植物の菌がスキー場の雪づくりに使われることもある
秋も深まるころ、まだそれほど寒くはならないだろうと思って鉢植えの観葉植物を一晩外に出しておいたら、翌朝、葉が霜で真っ白になって駄目になってしまった、なんてことはありませんか。
実はこの霜の害、水が凍るほど気温が低くならなくても起こります。
だいたい水滴ほどの大きさの粒なら、マイナス5~6度でも凍らないはずなのに、葉の上ではマイナス2~3度で凍ってしまいます。

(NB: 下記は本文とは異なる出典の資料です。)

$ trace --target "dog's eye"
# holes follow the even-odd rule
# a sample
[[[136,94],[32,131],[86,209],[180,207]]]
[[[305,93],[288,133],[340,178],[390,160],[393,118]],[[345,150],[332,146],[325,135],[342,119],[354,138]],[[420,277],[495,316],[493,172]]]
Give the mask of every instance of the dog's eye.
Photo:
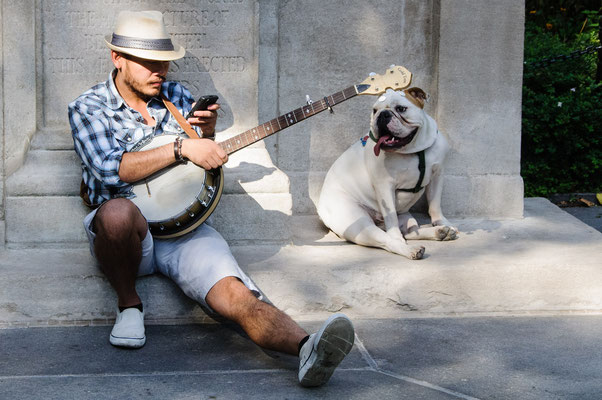
[[[376,108],[372,110],[372,114],[376,114]]]
[[[398,113],[405,112],[405,110],[407,110],[407,109],[408,108],[404,107],[404,106],[397,106],[397,107],[395,107],[395,111],[397,111]]]

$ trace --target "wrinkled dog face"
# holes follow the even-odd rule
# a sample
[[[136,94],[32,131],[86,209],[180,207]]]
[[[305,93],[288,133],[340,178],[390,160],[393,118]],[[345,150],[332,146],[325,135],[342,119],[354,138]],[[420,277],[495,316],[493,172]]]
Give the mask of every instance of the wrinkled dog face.
[[[414,139],[424,122],[425,100],[426,94],[419,88],[403,92],[389,89],[379,97],[374,103],[370,124],[378,140],[377,149],[394,151]]]

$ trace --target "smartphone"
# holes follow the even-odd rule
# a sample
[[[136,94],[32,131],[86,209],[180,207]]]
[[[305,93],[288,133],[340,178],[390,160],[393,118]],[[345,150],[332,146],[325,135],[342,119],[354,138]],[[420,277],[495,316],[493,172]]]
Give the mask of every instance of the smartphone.
[[[215,104],[218,98],[219,97],[217,97],[214,94],[199,97],[199,99],[196,101],[196,104],[194,105],[194,108],[190,110],[190,112],[186,115],[186,119],[194,117],[195,111],[206,110],[208,106],[210,106],[211,104]]]

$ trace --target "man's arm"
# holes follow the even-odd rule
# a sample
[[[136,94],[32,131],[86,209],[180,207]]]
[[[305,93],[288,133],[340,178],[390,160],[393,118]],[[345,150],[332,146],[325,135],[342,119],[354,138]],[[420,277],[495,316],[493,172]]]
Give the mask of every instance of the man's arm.
[[[182,156],[204,169],[217,168],[228,161],[226,152],[209,139],[184,139]],[[152,150],[124,153],[119,166],[119,178],[128,183],[137,182],[175,161],[171,143]]]
[[[197,111],[189,118],[191,125],[198,126],[207,134],[215,132],[219,104],[212,104],[207,111]],[[226,152],[215,142],[208,139],[184,139],[182,156],[204,169],[217,168],[228,161]],[[119,166],[119,178],[128,183],[137,182],[153,173],[170,166],[176,161],[173,144],[156,149],[124,153]]]

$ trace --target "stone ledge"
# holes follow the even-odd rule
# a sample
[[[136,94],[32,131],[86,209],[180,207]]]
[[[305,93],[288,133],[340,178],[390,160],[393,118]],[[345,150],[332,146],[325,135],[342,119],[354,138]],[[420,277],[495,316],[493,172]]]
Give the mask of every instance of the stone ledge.
[[[71,130],[64,128],[43,128],[36,132],[31,141],[31,150],[73,150]]]
[[[87,241],[82,221],[89,210],[79,196],[7,197],[6,209],[9,247]],[[290,238],[290,214],[288,193],[224,194],[212,218],[227,240],[281,242]]]
[[[419,261],[346,243],[315,217],[303,219],[291,224],[296,232],[317,231],[296,245],[232,247],[269,299],[296,319],[337,310],[365,318],[602,311],[602,234],[544,199],[526,199],[523,219],[452,220],[460,238],[421,241]],[[114,316],[115,296],[87,249],[1,254],[0,326]],[[138,288],[154,322],[204,318],[166,278],[142,278]]]
[[[77,196],[79,158],[73,150],[32,150],[25,164],[7,178],[9,196]],[[265,149],[245,149],[224,167],[224,193],[288,193],[289,179],[271,164]]]

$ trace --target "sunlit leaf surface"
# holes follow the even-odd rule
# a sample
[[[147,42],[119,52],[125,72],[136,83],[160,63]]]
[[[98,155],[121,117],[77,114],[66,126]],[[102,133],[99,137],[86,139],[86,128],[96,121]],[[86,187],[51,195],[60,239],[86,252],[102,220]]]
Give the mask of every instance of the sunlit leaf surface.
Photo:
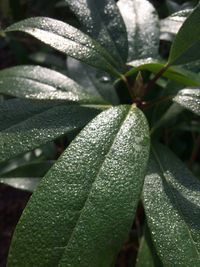
[[[159,19],[153,5],[147,0],[119,0],[118,7],[128,34],[128,61],[157,57],[159,46]]]
[[[164,266],[200,265],[200,182],[165,146],[152,149],[144,207]]]
[[[148,154],[148,126],[139,109],[102,112],[37,187],[8,266],[111,266],[132,225]]]

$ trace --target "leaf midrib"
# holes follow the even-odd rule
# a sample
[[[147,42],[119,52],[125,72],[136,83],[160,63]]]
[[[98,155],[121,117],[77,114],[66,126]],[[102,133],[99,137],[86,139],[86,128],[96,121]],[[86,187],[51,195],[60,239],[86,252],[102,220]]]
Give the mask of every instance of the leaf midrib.
[[[116,133],[116,135],[115,135],[115,137],[114,137],[114,139],[113,139],[113,141],[112,141],[112,143],[111,143],[111,145],[110,145],[110,147],[109,147],[107,153],[106,153],[105,156],[104,156],[104,160],[102,161],[102,163],[101,163],[100,166],[99,166],[99,169],[98,169],[98,171],[97,171],[97,174],[96,174],[96,176],[95,176],[95,179],[94,179],[94,181],[93,181],[92,184],[91,184],[91,187],[90,187],[88,196],[87,196],[86,200],[84,201],[83,208],[80,210],[79,217],[77,218],[77,222],[76,222],[76,224],[75,224],[75,226],[74,226],[74,228],[73,228],[73,230],[72,230],[72,233],[71,233],[71,235],[70,235],[70,237],[69,237],[69,239],[68,239],[68,241],[67,241],[67,245],[66,245],[66,246],[63,246],[63,248],[64,248],[64,249],[63,249],[63,253],[62,253],[62,256],[61,256],[60,259],[59,259],[59,262],[57,263],[57,266],[59,266],[60,261],[61,261],[62,258],[64,257],[64,253],[65,253],[65,251],[67,250],[68,245],[70,244],[71,240],[73,239],[73,235],[74,235],[74,233],[75,233],[76,227],[78,226],[78,224],[79,224],[79,222],[80,222],[80,219],[81,219],[81,215],[82,215],[82,213],[83,213],[83,210],[85,209],[85,206],[86,206],[86,204],[87,204],[87,202],[88,202],[88,200],[89,200],[89,197],[90,197],[90,195],[91,195],[92,188],[93,188],[93,186],[94,186],[94,184],[95,184],[95,182],[96,182],[96,180],[97,180],[97,178],[98,178],[98,176],[99,176],[99,174],[100,174],[100,172],[101,172],[102,166],[104,165],[104,163],[105,163],[105,161],[106,161],[106,159],[107,159],[107,155],[108,155],[109,152],[111,151],[111,149],[112,149],[112,147],[113,147],[113,145],[114,145],[114,143],[115,143],[115,141],[116,141],[116,139],[117,139],[117,137],[118,137],[118,134],[119,134],[119,132],[120,132],[120,130],[121,130],[121,128],[122,128],[124,122],[126,121],[128,115],[129,115],[129,112],[130,112],[131,108],[132,108],[132,106],[130,106],[129,110],[127,111],[127,114],[126,114],[126,115],[124,116],[124,118],[122,119],[122,121],[121,121],[121,123],[120,123],[120,125],[119,125],[119,127],[118,127],[118,131],[117,131],[117,133]]]
[[[69,105],[69,107],[74,107],[74,106],[76,106],[76,105]],[[20,126],[21,124],[26,123],[26,121],[28,121],[28,120],[32,120],[32,119],[34,119],[35,117],[40,116],[40,115],[42,115],[43,113],[49,112],[49,111],[53,110],[53,109],[56,108],[56,107],[66,107],[66,106],[64,106],[64,105],[62,105],[62,104],[58,104],[58,105],[55,105],[54,107],[47,108],[47,109],[45,109],[45,110],[43,110],[43,111],[39,111],[38,113],[35,113],[33,116],[30,116],[29,118],[26,118],[26,119],[24,119],[24,120],[22,120],[22,121],[20,121],[20,122],[18,122],[18,123],[16,123],[16,124],[13,124],[12,126],[10,126],[10,127],[8,127],[8,128],[3,129],[2,131],[0,131],[0,134],[1,134],[2,132],[6,132],[6,131],[9,131],[9,130],[12,130],[12,128],[17,127],[17,126]]]
[[[50,108],[47,108],[45,110],[35,112],[33,116],[30,116],[30,117],[28,117],[26,119],[23,119],[22,121],[20,121],[20,122],[18,122],[16,124],[13,124],[10,127],[7,127],[7,128],[4,128],[4,129],[0,130],[0,133],[1,132],[4,132],[4,131],[7,131],[7,130],[10,130],[13,127],[19,126],[20,124],[23,124],[23,123],[25,123],[26,121],[28,121],[30,119],[34,119],[34,117],[37,117],[39,115],[42,115],[45,112],[51,111],[51,110],[53,110],[56,107],[66,107],[66,106],[63,105],[63,103],[62,104],[61,103],[58,103],[57,105],[52,106]],[[70,104],[70,105],[67,105],[67,107],[86,107],[86,108],[101,108],[102,107],[103,109],[108,109],[108,108],[111,108],[112,106],[109,106],[109,105],[92,105],[92,104],[91,105],[89,105],[89,104],[87,104],[87,105],[73,105],[73,104]]]
[[[169,61],[168,61],[168,63],[169,63],[169,65],[173,65],[173,64],[177,64],[176,63],[176,61],[178,61],[181,57],[184,57],[184,55],[185,54],[187,54],[188,53],[188,51],[190,50],[190,49],[192,49],[192,47],[193,46],[195,46],[196,45],[196,43],[198,43],[198,42],[200,42],[200,38],[199,39],[197,39],[197,40],[195,40],[190,46],[187,46],[184,50],[183,50],[183,52],[181,53],[181,54],[179,54],[178,56],[176,56],[172,61],[171,61],[171,55],[170,55],[170,58],[169,58]],[[173,49],[173,47],[172,47],[172,49]],[[195,61],[195,60],[192,60],[192,61]],[[175,62],[175,63],[174,63]],[[181,63],[181,64],[184,64],[184,63]],[[180,63],[178,63],[177,65],[181,65]]]
[[[96,0],[96,1],[98,1],[98,0]],[[101,1],[102,1],[102,0],[101,0]],[[96,7],[96,5],[95,5],[95,9],[96,9],[96,14],[97,14],[97,16],[99,17],[100,23],[103,25],[103,28],[104,28],[105,31],[107,32],[107,35],[109,36],[109,39],[111,40],[111,43],[113,44],[113,47],[115,48],[115,51],[117,52],[118,59],[120,59],[120,61],[123,62],[123,60],[122,60],[122,58],[121,58],[121,56],[120,56],[120,54],[119,54],[119,51],[118,51],[118,49],[117,49],[117,45],[116,45],[114,39],[112,38],[112,36],[110,35],[110,33],[109,33],[109,31],[108,31],[108,28],[106,27],[106,25],[105,25],[105,23],[104,23],[104,19],[103,19],[103,17],[101,16],[101,12],[98,12],[98,11],[97,11],[97,7]]]
[[[63,35],[60,35],[59,33],[56,33],[56,32],[51,32],[51,31],[48,31],[48,30],[44,30],[42,28],[39,28],[39,27],[35,27],[37,30],[40,30],[41,32],[47,32],[49,34],[52,34],[52,35],[55,35],[55,36],[59,36],[63,39],[66,39],[66,40],[69,40],[73,43],[75,43],[76,45],[80,45],[82,47],[86,47],[87,49],[90,49],[94,52],[94,54],[98,54],[100,56],[101,59],[103,59],[103,61],[105,61],[106,64],[109,65],[110,68],[114,68],[116,67],[116,61],[113,59],[112,56],[109,55],[109,53],[107,53],[107,51],[104,49],[104,47],[102,47],[100,44],[98,44],[95,40],[93,40],[90,36],[88,36],[87,34],[84,34],[83,32],[81,32],[81,34],[84,34],[86,38],[88,38],[93,44],[94,44],[94,47],[91,46],[91,44],[88,44],[89,46],[87,46],[87,44],[85,44],[84,42],[80,42],[79,39],[74,39],[72,37],[70,37],[70,35],[67,35],[67,36],[63,36]],[[33,32],[33,29],[32,27],[26,27],[25,29],[20,29],[20,31],[23,31],[23,32],[27,32],[31,35],[34,36],[34,32]],[[78,31],[78,29],[76,29]],[[9,31],[9,30],[7,30]],[[14,30],[12,30],[14,31]],[[15,31],[19,31],[18,29],[15,29]],[[38,39],[38,38],[37,38]],[[40,40],[42,41],[42,40]],[[42,41],[44,42],[44,41]],[[50,45],[50,44],[49,44]],[[51,45],[50,45],[51,46]],[[101,53],[102,52],[102,53]],[[92,54],[92,53],[90,53]],[[107,58],[108,57],[108,58]],[[114,64],[114,62],[115,64]]]
[[[167,178],[167,176],[165,175],[164,168],[163,168],[163,166],[162,166],[161,161],[159,160],[159,156],[158,156],[158,154],[157,154],[157,152],[156,152],[156,149],[154,148],[153,145],[152,145],[152,151],[153,151],[155,160],[157,161],[157,164],[158,164],[158,166],[159,166],[159,168],[160,168],[160,170],[161,170],[161,175],[162,175],[162,177],[164,178],[164,180],[165,180],[168,184],[170,184],[170,181],[169,181],[169,179]],[[192,244],[193,244],[193,246],[194,246],[194,250],[196,251],[196,254],[197,254],[197,256],[198,256],[198,258],[199,258],[199,260],[200,260],[200,253],[199,253],[198,249],[196,248],[195,241],[193,240],[193,237],[192,237],[192,234],[191,234],[191,232],[190,232],[190,229],[189,229],[187,223],[185,222],[185,220],[183,219],[183,213],[182,213],[182,211],[181,211],[181,209],[180,209],[179,203],[178,203],[178,201],[177,201],[177,199],[176,199],[176,197],[175,197],[173,191],[171,190],[170,186],[169,186],[168,188],[169,188],[169,190],[171,191],[171,195],[173,196],[174,203],[176,203],[176,206],[177,206],[177,210],[178,210],[179,215],[180,215],[180,214],[182,215],[182,216],[181,216],[182,222],[183,222],[184,225],[186,226],[186,229],[187,229],[187,231],[188,231],[188,234],[189,234],[190,239],[191,239],[191,241],[192,241]]]
[[[51,85],[51,84],[49,84],[49,83],[45,83],[45,82],[43,82],[43,81],[41,81],[41,80],[38,80],[38,79],[36,79],[36,78],[30,78],[30,77],[26,77],[26,76],[23,76],[23,75],[20,75],[20,76],[16,76],[16,75],[5,75],[5,76],[3,76],[3,77],[1,77],[1,75],[0,75],[0,78],[3,80],[3,79],[16,79],[16,80],[28,80],[28,81],[33,81],[33,82],[37,82],[38,84],[42,84],[42,85],[45,85],[45,86],[48,86],[48,87],[50,87],[50,88],[53,88],[53,91],[52,91],[52,89],[51,89],[51,91],[52,92],[56,92],[56,91],[60,91],[60,92],[64,92],[64,93],[72,93],[72,94],[75,94],[74,92],[72,92],[72,91],[69,91],[69,90],[64,90],[63,88],[61,88],[61,87],[54,87],[53,85]],[[81,86],[79,86],[80,87],[80,89],[81,89]],[[56,90],[55,90],[56,89]],[[76,89],[78,89],[78,88],[76,88]],[[76,94],[78,94],[77,92],[76,92]],[[84,95],[84,92],[81,92],[81,94],[83,94]]]

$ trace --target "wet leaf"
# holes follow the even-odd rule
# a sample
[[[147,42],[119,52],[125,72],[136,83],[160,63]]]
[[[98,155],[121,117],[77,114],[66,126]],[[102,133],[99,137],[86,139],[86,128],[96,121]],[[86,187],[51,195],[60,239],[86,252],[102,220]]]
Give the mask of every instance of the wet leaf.
[[[0,103],[0,131],[61,104],[59,101],[9,99]]]
[[[173,98],[174,102],[200,116],[200,88],[185,88]]]
[[[62,21],[47,17],[29,18],[5,29],[5,32],[12,31],[26,32],[71,57],[118,76],[115,68],[119,64],[101,45]]]
[[[67,76],[40,66],[17,66],[0,71],[0,93],[20,98],[105,103]]]
[[[127,28],[128,61],[158,57],[159,19],[153,5],[147,0],[119,0],[117,4]]]
[[[168,63],[186,64],[200,59],[200,5],[183,23],[172,44]]]
[[[181,10],[170,15],[167,18],[162,19],[160,21],[160,39],[168,40],[169,37],[166,38],[166,36],[176,35],[177,32],[180,30],[183,22],[186,20],[186,18],[190,15],[191,12],[192,9]]]
[[[150,62],[149,62],[150,61]],[[134,68],[130,69],[126,76],[129,77],[131,75],[136,74],[142,70],[148,70],[152,73],[158,73],[162,68],[166,66],[166,64],[161,62],[152,62],[151,58],[147,58],[143,60],[134,60],[129,62],[129,65]],[[199,86],[200,85],[200,75],[198,73],[191,72],[189,70],[185,70],[181,67],[172,66],[169,67],[162,75],[164,78],[168,78],[170,80],[176,81],[178,83],[187,85],[187,86]]]
[[[200,265],[200,183],[166,147],[152,149],[144,206],[164,266]]]
[[[33,192],[41,178],[38,177],[0,177],[0,183],[13,188]]]
[[[0,162],[46,144],[68,132],[81,129],[101,111],[98,108],[78,105],[52,106],[46,102],[32,101],[24,112],[23,109],[28,103],[22,103],[18,113],[18,104],[17,100],[9,100],[0,106],[4,110],[0,121],[8,110],[0,131]]]
[[[139,109],[102,112],[37,187],[8,266],[110,266],[131,227],[148,153],[148,126]]]
[[[126,28],[114,0],[65,0],[83,30],[97,40],[118,62],[126,62]]]

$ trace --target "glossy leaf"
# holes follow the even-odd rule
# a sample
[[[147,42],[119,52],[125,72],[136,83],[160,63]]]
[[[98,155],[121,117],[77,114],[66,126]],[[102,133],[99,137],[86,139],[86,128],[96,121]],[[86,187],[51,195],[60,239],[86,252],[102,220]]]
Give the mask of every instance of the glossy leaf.
[[[0,183],[33,192],[53,162],[37,162],[22,165],[0,174]]]
[[[180,28],[170,50],[168,63],[180,65],[200,59],[200,5]]]
[[[114,0],[65,0],[83,29],[106,48],[117,61],[126,62],[126,28]]]
[[[170,33],[176,35],[179,29],[181,28],[183,22],[190,15],[192,9],[186,9],[178,11],[171,16],[162,19],[160,21],[160,31],[161,31],[161,39],[165,39],[164,34]]]
[[[5,32],[12,31],[26,32],[71,57],[118,75],[115,70],[118,67],[117,62],[102,46],[88,35],[62,21],[47,17],[29,18],[5,30]]]
[[[61,105],[62,102],[17,98],[2,101],[0,103],[0,131],[59,104]]]
[[[60,99],[97,103],[101,97],[84,92],[67,76],[40,66],[17,66],[0,71],[0,93],[30,99]]]
[[[11,101],[9,105],[12,103],[17,104],[16,101]],[[0,131],[0,161],[30,151],[70,131],[81,129],[101,111],[98,108],[76,105],[48,107],[46,103],[43,106],[39,101],[29,104],[35,105],[32,110],[29,108],[29,116],[26,111],[24,114],[20,111],[22,115],[17,115],[16,110],[16,121],[11,118],[10,123],[4,123]]]
[[[37,187],[8,266],[110,266],[134,219],[148,154],[148,126],[139,109],[102,112]]]
[[[40,181],[38,177],[0,177],[1,184],[29,192],[33,192]]]
[[[173,100],[200,116],[200,88],[180,90]]]
[[[164,266],[200,265],[200,183],[163,145],[152,149],[144,206]]]
[[[162,68],[166,65],[160,62],[152,62],[151,58],[147,58],[146,60],[136,60],[133,62],[129,62],[129,65],[133,66],[133,69],[130,69],[126,76],[129,77],[134,75],[142,70],[148,70],[152,73],[158,73]],[[194,73],[188,70],[185,70],[180,67],[169,67],[162,75],[164,78],[168,78],[170,80],[176,81],[178,83],[187,85],[187,86],[198,86],[200,85],[200,75],[198,73]]]
[[[128,61],[158,57],[159,19],[153,5],[147,0],[119,0],[117,4],[127,28]]]

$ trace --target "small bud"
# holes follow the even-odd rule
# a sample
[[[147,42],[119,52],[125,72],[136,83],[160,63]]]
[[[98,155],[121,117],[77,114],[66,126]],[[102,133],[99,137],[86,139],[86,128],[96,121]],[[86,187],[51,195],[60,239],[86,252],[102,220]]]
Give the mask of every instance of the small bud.
[[[143,97],[144,96],[144,81],[142,77],[142,73],[139,71],[137,74],[137,77],[135,79],[134,85],[133,85],[133,92],[135,97]]]

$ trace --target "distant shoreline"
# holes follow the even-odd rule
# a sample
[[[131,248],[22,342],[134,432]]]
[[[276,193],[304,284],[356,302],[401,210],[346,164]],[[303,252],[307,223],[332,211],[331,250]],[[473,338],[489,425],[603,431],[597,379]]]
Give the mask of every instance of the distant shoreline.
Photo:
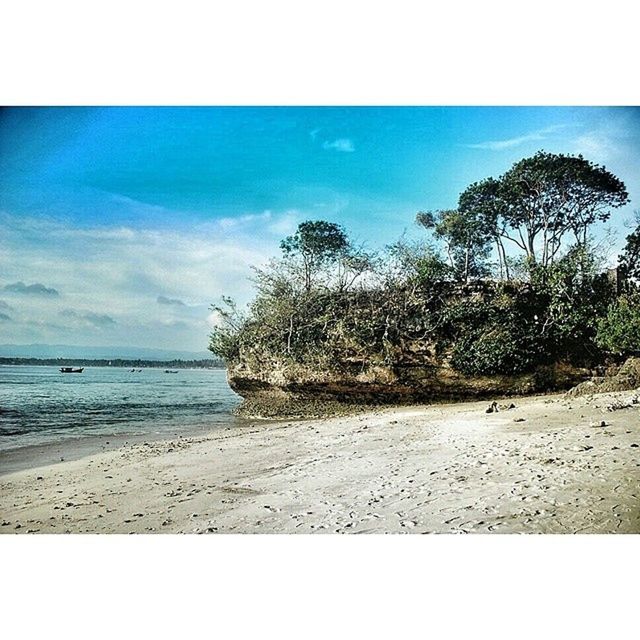
[[[155,369],[225,369],[222,360],[144,360],[140,358],[0,358],[0,366],[32,367],[143,367]]]

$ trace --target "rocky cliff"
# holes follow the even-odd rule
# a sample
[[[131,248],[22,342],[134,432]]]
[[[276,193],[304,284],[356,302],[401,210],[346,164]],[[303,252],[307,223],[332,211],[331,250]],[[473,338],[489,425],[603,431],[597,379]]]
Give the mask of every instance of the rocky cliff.
[[[563,391],[601,361],[595,311],[569,307],[527,283],[270,294],[213,350],[252,415]]]
[[[358,407],[431,403],[560,391],[590,376],[565,364],[538,367],[532,373],[470,377],[446,360],[422,365],[364,367],[328,371],[299,365],[237,362],[228,368],[231,388],[245,399],[247,415],[315,416]]]

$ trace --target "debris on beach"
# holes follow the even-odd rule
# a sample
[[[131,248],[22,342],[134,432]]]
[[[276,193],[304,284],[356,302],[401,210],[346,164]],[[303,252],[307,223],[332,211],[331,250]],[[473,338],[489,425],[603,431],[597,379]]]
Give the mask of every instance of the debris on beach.
[[[638,404],[640,396],[638,394],[632,395],[630,398],[616,400],[606,406],[607,411],[619,411],[620,409],[631,409]]]
[[[516,405],[513,404],[498,404],[495,400],[487,407],[485,413],[498,413],[498,411],[509,411],[515,409]]]
[[[497,413],[498,412],[498,403],[494,400],[489,407],[485,410],[485,413]]]

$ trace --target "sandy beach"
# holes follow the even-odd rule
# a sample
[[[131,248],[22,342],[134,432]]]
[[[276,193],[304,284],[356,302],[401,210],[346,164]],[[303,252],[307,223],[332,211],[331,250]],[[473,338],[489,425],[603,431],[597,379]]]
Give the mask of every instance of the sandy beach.
[[[2,533],[640,533],[635,392],[260,423],[0,477]]]

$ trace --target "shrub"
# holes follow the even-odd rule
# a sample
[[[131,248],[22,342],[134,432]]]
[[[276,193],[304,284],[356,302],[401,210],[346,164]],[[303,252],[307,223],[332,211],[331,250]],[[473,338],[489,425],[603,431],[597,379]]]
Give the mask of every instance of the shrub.
[[[529,371],[538,360],[533,344],[508,328],[491,327],[459,339],[451,364],[467,375],[517,374]]]
[[[526,300],[499,294],[448,309],[454,369],[467,375],[517,374],[545,362],[536,306]]]
[[[616,354],[640,352],[640,296],[622,296],[598,320],[596,342]]]

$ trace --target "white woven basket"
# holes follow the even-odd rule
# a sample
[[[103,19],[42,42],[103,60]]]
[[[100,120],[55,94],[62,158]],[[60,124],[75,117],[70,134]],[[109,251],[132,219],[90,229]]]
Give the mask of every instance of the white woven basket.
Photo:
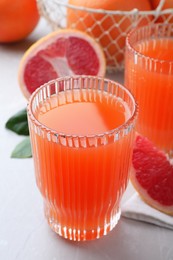
[[[93,0],[94,1],[94,0]],[[139,0],[140,1],[140,0]],[[99,43],[105,37],[109,37],[107,44],[104,44],[103,50],[107,59],[108,70],[121,70],[124,67],[124,45],[127,33],[133,28],[141,24],[141,22],[154,23],[158,19],[163,22],[173,22],[173,8],[162,10],[165,0],[160,0],[157,9],[152,11],[139,11],[133,9],[131,11],[108,11],[101,9],[91,9],[84,7],[76,7],[69,5],[68,0],[37,0],[39,12],[48,23],[51,25],[52,30],[59,28],[79,28],[78,25],[82,24],[82,30],[90,34]],[[67,13],[71,10],[75,13],[75,22],[67,23]],[[85,16],[81,17],[81,12]],[[97,19],[98,15],[102,15],[102,19]],[[91,26],[86,26],[84,19],[89,16]],[[118,17],[118,18],[117,18]],[[102,23],[106,19],[112,19],[111,27],[105,30]],[[124,30],[123,23],[128,23],[129,26]],[[113,25],[113,26],[112,26]],[[93,31],[96,26],[99,26],[100,33],[96,36]],[[123,30],[122,30],[123,27]],[[116,37],[112,39],[112,31],[116,30]],[[111,49],[111,52],[110,52]]]

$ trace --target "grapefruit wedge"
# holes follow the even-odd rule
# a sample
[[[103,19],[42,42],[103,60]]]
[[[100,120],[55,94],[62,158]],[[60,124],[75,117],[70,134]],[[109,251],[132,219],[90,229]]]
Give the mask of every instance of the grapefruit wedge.
[[[19,65],[19,85],[30,95],[49,80],[72,75],[104,76],[106,62],[98,43],[78,30],[58,30],[34,43]]]
[[[136,137],[131,182],[150,206],[173,215],[173,165],[143,136]]]

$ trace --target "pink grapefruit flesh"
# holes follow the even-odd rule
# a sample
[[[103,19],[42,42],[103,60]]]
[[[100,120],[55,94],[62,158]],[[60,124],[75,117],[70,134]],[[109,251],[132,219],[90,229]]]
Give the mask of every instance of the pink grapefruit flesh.
[[[26,98],[44,83],[63,76],[104,76],[101,47],[87,34],[59,30],[33,44],[19,66],[19,84]]]
[[[173,166],[146,137],[138,135],[132,156],[131,181],[150,206],[173,215]]]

それがなぜなのか、大きな謎でしたが、1980年代に入ってから、やっとこの原因がわかりました。
何と、水が凍るのを促進する細菌が葉の上にいて、それほど低い温度でなくても氷をつくってしまうからだったのです。
イヌイットの氷の家をつくるのと同じように、この細菌は周りを氷で覆って寒さから身を守っているらしいのです。
この細菌は、意外なところに利用されているそうです。
1988年、カナダのカルガリーで行われた冬季オリンピックでは、この細菌を造雪源とし人工雪をつくったとか。
日本でも1989年からスキー場に散布されているそうです。
そのおかげで積雪量が30~58%も増すそうですから、スキーヤーにとってはうれしい話です。